Enerzijds ontstond er de voorstelling van een
multi-etnische (en religieuze) idylle; anderzijds kon men maar moeilijk de ogen sluiten
voor het vaak gewelddadige karakter van deze
grenslandsymbiose, maar het erkennen van dit
soort spanningen leidde meestal tot een Pools-nationalistisch narratief waarin de tegenstelling
tussen goed en kwaad in etnische termen vertaald werd.
Olga Tokarczuks roman De Jacobsboeken
is een poging dit nationalistische perspectief te
overwinnen, waarbij zij – anders dan in de negentiende eeuw – tracht om de werkelijkheid
van deze grenslanden (het meeste geslaagde
deel van de roman speelt in Podolië) vanuit het
perspectief van minderheden of achtergestelde
groepen te benaderen (niet alleen etnisch en
religieus, maar bijvoorbeeld ook vrouwen).

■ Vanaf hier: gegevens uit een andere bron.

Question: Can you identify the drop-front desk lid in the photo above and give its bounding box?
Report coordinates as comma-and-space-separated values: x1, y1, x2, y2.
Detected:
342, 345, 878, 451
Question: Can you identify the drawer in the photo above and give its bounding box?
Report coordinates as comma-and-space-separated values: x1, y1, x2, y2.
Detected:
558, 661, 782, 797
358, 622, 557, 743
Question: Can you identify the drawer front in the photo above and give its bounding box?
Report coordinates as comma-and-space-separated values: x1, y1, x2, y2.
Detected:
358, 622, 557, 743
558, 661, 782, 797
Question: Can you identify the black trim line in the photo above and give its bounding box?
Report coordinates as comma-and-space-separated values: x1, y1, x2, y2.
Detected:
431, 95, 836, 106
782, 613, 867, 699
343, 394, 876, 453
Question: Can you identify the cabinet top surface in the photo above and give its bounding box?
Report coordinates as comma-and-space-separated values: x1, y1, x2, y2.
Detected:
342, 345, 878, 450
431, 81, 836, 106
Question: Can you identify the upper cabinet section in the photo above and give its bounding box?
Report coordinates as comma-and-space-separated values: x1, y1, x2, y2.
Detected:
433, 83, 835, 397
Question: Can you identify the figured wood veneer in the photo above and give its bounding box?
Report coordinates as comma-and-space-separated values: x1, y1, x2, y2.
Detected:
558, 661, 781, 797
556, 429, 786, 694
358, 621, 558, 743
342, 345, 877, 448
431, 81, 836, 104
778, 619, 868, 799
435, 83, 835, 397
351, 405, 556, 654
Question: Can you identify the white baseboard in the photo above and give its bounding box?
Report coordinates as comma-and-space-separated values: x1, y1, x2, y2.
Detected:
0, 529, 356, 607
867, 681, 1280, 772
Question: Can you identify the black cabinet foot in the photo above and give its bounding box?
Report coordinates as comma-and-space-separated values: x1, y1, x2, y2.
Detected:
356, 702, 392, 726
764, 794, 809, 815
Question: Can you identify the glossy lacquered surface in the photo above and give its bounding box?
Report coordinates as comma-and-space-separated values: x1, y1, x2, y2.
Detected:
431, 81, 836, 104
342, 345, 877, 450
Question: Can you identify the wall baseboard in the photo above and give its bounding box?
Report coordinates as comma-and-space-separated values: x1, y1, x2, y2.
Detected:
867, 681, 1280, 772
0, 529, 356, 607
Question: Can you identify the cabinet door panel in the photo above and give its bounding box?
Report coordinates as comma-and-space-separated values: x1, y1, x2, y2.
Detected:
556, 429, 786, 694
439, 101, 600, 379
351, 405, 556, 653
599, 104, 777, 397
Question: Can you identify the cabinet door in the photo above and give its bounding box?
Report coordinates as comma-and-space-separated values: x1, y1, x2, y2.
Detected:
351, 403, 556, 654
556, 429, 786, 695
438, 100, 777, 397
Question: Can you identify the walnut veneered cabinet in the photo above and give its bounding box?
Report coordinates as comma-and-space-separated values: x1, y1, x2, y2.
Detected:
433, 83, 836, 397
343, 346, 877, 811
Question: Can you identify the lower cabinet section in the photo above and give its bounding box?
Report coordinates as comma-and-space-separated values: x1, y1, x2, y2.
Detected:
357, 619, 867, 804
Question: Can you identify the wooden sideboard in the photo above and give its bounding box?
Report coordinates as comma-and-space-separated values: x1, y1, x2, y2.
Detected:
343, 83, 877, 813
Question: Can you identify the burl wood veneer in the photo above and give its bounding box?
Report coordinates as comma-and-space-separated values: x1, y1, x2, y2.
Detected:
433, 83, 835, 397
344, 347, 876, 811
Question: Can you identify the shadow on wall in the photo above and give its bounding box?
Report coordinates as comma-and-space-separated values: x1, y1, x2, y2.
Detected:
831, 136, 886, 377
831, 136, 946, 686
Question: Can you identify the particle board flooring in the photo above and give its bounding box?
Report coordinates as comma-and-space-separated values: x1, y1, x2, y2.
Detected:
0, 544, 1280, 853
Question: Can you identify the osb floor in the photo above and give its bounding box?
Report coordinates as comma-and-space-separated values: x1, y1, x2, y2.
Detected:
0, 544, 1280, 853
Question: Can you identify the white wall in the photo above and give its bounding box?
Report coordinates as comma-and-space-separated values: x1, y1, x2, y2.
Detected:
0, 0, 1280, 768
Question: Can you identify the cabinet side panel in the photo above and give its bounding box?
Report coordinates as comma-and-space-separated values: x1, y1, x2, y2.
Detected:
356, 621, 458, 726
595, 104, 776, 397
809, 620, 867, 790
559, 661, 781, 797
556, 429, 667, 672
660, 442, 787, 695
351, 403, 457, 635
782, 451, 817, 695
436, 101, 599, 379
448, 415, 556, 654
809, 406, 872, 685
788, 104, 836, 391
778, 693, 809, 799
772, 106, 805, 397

Op deze manier deconstrueert zij de mythe
van de grenslanden als een multiculturele idylle zonder in nationalistisch vaarwater terecht
te komen. De Jacobsboeken kunnen in dit verband als een vrij consequente voortzetting van
de strategie van transgressie gezien worden,
typerend voor haar oeuvre sinds haar eerste
succesvolle roman: Oer en andere tijden. Deze
strategie komt tot uitdrukking in de achtergrond van de historische hoofdpersonen in De
Jacobsboeken: de Joodse ‘heresiarch’ (ketter)

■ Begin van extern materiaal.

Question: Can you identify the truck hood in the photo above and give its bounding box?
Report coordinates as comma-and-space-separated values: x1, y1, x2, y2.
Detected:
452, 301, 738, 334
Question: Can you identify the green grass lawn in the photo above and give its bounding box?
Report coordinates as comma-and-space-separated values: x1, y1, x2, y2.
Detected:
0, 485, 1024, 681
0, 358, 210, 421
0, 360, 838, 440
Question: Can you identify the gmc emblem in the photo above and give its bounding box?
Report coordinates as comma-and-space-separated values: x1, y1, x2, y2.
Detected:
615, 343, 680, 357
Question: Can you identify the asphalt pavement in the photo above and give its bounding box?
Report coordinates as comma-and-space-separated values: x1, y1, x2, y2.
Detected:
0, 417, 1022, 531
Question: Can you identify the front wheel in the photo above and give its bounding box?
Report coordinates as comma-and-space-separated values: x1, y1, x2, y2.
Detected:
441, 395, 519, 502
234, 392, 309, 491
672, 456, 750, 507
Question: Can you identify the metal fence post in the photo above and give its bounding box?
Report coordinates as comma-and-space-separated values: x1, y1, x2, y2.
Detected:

Jacob Frank (aanvankelijke een Turkse onderdaan – het Gemenebest grensde in de achttiende eeuw aan het door de Osmanen beheerste
Moldavië), de dichteres Elżbieta Drużbacka
en de priester Benedykt Chmielowki. Deze
laatste is weliswaar Pools en katholiek, maar
de traditionele Poolse literatuurgeschiedenis
bestempelde zijn hoofdwerk, de eerste Poolse
encyclopedie, getiteld Nowe Ateny (waarna
er nog een lange ondertitel volgt, een parallel
met de niet minder wijdlopige ondertitel van
Tokarczuks meer dan negenhonderd bladzijden tellende roman De Jacobsboeken) als een
toppunt van laat-barokke linguïstische decadentie. Er zou dus gesteld kunnen worden
dat Tokarczuks keuze voor deze priester als
belangrijk personage in de roman toch niet ontrouw wordt aan haar strategie om de historische werkelijkheid van het achttiende-eeuwse
Polen vanuit een perifeer perspectief te tonen.

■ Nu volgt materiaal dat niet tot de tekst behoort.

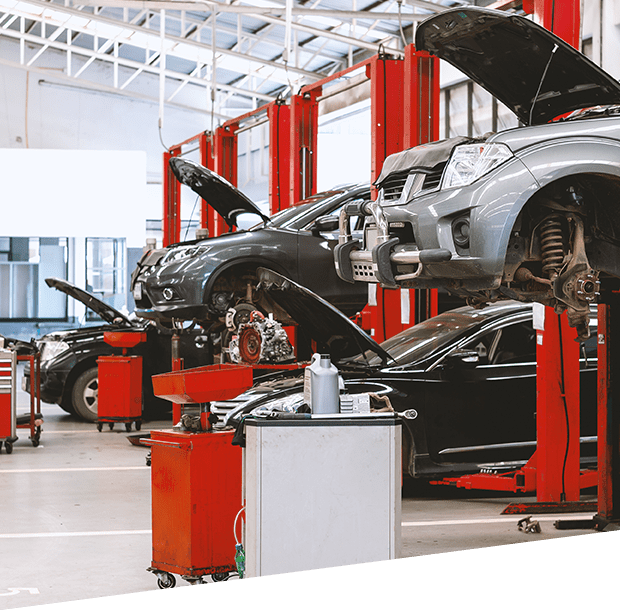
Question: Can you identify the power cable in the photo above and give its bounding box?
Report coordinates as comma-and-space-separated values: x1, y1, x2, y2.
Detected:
558, 314, 570, 502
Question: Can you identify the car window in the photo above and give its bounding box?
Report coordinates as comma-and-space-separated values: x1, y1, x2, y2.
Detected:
464, 322, 536, 364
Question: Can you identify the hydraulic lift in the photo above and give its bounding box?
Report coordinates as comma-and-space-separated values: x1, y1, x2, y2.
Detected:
432, 0, 620, 529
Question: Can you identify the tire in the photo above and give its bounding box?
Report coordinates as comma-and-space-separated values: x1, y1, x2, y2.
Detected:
58, 398, 75, 415
157, 572, 177, 589
71, 366, 99, 422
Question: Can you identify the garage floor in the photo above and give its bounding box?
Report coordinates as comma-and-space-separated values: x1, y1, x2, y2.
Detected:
0, 378, 592, 609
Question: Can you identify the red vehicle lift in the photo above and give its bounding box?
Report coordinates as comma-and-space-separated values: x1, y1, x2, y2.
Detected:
147, 364, 252, 589
97, 331, 146, 432
0, 349, 17, 453
438, 0, 604, 514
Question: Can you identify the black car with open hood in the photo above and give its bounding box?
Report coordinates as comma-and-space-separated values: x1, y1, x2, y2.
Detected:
211, 269, 597, 478
169, 157, 269, 230
22, 278, 212, 421
131, 169, 370, 340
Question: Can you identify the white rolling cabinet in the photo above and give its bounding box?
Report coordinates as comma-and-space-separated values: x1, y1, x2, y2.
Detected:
244, 414, 401, 578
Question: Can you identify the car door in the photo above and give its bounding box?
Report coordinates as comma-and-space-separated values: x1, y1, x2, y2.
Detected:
425, 314, 536, 463
297, 194, 370, 308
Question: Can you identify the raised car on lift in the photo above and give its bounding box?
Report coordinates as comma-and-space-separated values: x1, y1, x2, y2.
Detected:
23, 278, 212, 421
212, 270, 597, 478
335, 6, 620, 339
131, 158, 370, 331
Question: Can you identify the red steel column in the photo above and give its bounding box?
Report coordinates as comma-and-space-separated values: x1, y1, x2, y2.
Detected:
597, 293, 620, 525
533, 0, 581, 49
213, 121, 239, 236
162, 148, 181, 248
403, 44, 439, 328
289, 87, 322, 203
536, 307, 580, 502
199, 131, 216, 237
366, 55, 410, 343
533, 0, 580, 502
267, 100, 294, 215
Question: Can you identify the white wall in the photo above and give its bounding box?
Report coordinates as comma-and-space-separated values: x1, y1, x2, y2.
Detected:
0, 148, 148, 247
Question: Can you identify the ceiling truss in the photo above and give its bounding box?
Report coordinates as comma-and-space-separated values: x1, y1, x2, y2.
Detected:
0, 0, 463, 121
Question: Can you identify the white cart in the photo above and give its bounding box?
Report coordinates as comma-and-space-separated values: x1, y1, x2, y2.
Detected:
243, 413, 401, 578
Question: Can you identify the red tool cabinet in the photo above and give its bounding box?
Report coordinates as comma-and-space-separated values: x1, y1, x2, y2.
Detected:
142, 364, 252, 589
142, 430, 242, 589
97, 332, 146, 432
0, 349, 17, 453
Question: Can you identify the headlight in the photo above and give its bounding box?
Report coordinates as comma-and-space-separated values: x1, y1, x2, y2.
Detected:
441, 144, 513, 189
39, 341, 70, 362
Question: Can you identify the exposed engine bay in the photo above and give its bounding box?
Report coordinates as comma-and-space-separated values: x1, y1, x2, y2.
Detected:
226, 309, 295, 364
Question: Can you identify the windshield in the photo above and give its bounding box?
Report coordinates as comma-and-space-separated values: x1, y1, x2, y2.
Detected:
356, 307, 512, 366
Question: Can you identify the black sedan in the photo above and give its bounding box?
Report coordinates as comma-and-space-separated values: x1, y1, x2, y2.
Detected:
214, 271, 597, 477
131, 158, 370, 331
22, 278, 212, 421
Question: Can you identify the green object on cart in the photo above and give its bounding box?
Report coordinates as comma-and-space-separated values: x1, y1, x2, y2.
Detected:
235, 544, 245, 580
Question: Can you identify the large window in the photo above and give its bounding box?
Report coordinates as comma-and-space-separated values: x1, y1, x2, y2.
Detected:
86, 237, 127, 320
439, 81, 519, 138
0, 237, 68, 320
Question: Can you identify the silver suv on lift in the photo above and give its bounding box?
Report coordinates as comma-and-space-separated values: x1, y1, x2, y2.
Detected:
334, 7, 620, 339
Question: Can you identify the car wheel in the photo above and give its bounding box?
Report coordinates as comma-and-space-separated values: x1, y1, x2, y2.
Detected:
58, 398, 75, 415
71, 367, 99, 421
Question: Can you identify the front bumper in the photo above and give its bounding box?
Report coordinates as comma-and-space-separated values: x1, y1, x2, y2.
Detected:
334, 158, 539, 296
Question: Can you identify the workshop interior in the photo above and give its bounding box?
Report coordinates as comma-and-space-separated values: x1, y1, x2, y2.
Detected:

Naast deze drie hoofdpersonen zijn er nog tientallen personages die in bepaalde episodes van
de roman een min of meer vooraanstaande rol
spelen, Joden, Oekraïners en Polen (soms zijn
de grenzen tussen de verschillende nationaliteiten vloeiend) – historische en fictieve personen. De roman is niet alleen lang, maar vaak
ook fragmentarisch; de verschillende verhaallijnen zijn niet altijd geïntegreerd. Je kunt je
afvragen of dit een bewust keuze van de auteur
was, zoals in haar vorige roman De rustelozen.
Het zou ook kunnen samenhangen met de sociale werkelijkheid van het achttiende-eeuwse
Pools-Litouwse Gemenebest, een gefragmenteerde samenleving waarin de verschillende
etnische en religieuze groepen langs elkaar
heen leefden, een staat die ten slotte vanwege
excessieve decentralisatie en daaruit voorkomende anarchie schipbreuk leidde.
Wat de handeling betreft, is natuurlijk het
epos van de would-be Messias Jacob Frank
en zijn volgelingen, de geschiedenis van hun
schijnbekering tot het Christendom tegen de
achtergrond van de religieuze, maatschappelijke en politieke onrust in het Pools-Litouwse
Gemenebest het hoofdthema. Als aan het licht
komt dat Jacob Franks overgang tot het katholicisme minder overtuigend is dan de daarbij
betrokken bisschoppen en priesters aanvankelijk dachten, wordt de ‘heresiarch’ gevangen gezet in het tot vesting versterkte klooster van de Paulijnen op de Jasna Góra (het
Poolse nationale heiligdom) in Częstochowa.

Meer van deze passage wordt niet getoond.